ATTENTION PHYSICIANS - IMPLANON IMPLANT POLICY

EFFECTIVE WITH DATES OF SERVICE AUGUST 9, 2006 FORWARD, THE FOLLOWING REIMBURSEMENT POLICY APPLIES TO THE INSERTION AND REMOVAL OF THE IMPLANON (ETONOGESTREL) IMPLANT:

CLINICALLY TRAINED PROVIDERS OBTAIN THE CONTRACEPTIVE IMPLANT (ONE PER RECIPIENT PER 3 YEARS) FROM A SPECIALTY PHARMACY AUTHORIZED BY THE MANUFACTURER. THE PHYSICIAN WILL NOT BE REIMBURSED BY MEDICAID FOR THE IMPLANT ITSELF. THE IMPLANT WILL BE REIMBURSED AS A PHARMACY BENEFIT. PROVIDER CLAIMS FOR THE INSERTION, REMOVAL, OR REMOVAL WITH REINSERTION OF THE IMPLANT ARE TO BE SUBMITTED USING THE APPROPRIATE CPT (11981-
11983) AND DIAGNOSIS (V25.5, V25.43, OR V45.52) CODES. IF NATIONALLY APPROVED CHANGES OCCUR TO DIAGNOSES OR CPT CODES THAT RELATE TO THIS IMPLANT AT A FUTURE DATE, PROVIDERS ARE TO USE THE MOST ACCURATE CODING AVAILABLE FOR THE PARTICULAR DATE OF SERVICE. {OTHER PROCEDURAL AND DIAGNOSIS CODES MAY ALSO BE APPROPRIATE ON THIS DATE OF SERVICE, AND PROVIDERS ARE TO USE THE CODES THAT MOST ACCURATELY DESCRIBE THE
SERVICE(S) PROVIDED.}

CLAIMS SUBMITTED FOR THIS CONTRACEPTIVE IMPLANT AND ITS INSERTION IN EXCESS OF THE MANUFACTURER'S RECOMMENDED GUIDELINES ARE SUBJECT TO REVIEW AND ACTION BY THE DEPARTMENT. DOCUMENTATION IN THE PHYSICIAN'S RECIPIENT RECORD IS TO INCLUDE EVIDENCE
OF RECIPIENT EDUCATION REGARDING THIS LONG-ACTING CONTRACEPTIVE.


ATTENTION PROVIDERS

THE FORM CMS-1500 (08-05) WILL BE ACCEPTED BY LOUISIANA MEDICAID FOR ALL DATES OF SUBMISSION BEGINNING MARCH 5, 2007, BUT WILL NOT BE MANDATED FOR USE UNTIL JUNE 4, 2007.
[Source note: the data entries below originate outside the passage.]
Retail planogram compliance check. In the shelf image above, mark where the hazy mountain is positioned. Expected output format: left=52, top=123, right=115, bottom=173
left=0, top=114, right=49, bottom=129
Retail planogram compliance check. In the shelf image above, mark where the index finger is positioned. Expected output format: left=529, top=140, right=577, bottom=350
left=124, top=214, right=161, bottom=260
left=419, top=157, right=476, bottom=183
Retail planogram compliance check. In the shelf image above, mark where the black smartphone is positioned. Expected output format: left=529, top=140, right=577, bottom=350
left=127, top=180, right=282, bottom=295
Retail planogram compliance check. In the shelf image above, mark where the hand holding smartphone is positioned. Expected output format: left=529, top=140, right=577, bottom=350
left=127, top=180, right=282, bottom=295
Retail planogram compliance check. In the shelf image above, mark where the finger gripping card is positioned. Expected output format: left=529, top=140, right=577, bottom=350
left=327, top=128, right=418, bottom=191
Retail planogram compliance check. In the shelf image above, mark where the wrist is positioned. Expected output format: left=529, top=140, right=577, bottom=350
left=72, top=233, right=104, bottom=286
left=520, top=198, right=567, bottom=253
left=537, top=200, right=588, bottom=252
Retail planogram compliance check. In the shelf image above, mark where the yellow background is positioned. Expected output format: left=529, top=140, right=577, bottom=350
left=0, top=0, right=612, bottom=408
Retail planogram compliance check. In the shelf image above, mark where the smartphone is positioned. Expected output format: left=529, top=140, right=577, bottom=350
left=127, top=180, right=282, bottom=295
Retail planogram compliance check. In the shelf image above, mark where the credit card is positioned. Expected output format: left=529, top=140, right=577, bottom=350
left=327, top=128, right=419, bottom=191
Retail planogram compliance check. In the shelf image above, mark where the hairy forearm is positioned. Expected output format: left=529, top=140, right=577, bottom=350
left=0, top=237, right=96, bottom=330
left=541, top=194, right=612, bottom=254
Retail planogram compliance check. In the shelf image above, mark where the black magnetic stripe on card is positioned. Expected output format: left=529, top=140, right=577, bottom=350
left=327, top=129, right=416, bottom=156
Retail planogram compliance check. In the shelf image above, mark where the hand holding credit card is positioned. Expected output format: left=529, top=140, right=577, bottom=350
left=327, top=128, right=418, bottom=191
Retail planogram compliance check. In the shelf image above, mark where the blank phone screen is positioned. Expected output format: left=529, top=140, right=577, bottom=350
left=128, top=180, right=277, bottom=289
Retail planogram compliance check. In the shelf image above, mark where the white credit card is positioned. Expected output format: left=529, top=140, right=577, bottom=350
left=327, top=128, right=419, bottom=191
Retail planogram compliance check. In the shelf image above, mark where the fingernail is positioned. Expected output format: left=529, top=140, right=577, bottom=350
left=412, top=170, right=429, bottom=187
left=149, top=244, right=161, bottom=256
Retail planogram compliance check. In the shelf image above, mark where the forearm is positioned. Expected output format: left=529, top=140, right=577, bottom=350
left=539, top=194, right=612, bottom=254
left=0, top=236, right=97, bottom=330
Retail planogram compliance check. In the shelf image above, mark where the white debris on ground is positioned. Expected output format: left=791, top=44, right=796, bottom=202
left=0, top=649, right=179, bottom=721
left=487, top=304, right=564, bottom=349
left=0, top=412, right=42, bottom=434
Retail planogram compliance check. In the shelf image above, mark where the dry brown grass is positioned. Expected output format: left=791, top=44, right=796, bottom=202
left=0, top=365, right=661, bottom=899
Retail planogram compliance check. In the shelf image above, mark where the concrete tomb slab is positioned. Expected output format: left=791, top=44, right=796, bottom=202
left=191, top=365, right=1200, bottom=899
PROVIDERS WILL BE PERMITTED TO USE EITHER THE CURRENT FORM CMS-1500 (12-90) OR THE REVISED FORM CMS-1500(08-05) BEGINNING MARCH 5, 2007 THROUGH JUNE 3, 2007.

EFFECTIVE JUNE 4, 2007, THE FORM CMS-1500 (12-90) WILL BE DISCONTINUED AND ONLY THE FORM CMS-1500 (08-05) SHALL BE USED. THIS INCLUDES ALL REBILLING OF CLAIMS EVEN THOUGH EARLIER SUBMISSIONS MAY HAVE BEEN ON THE FORM CMS-1500 (12-90).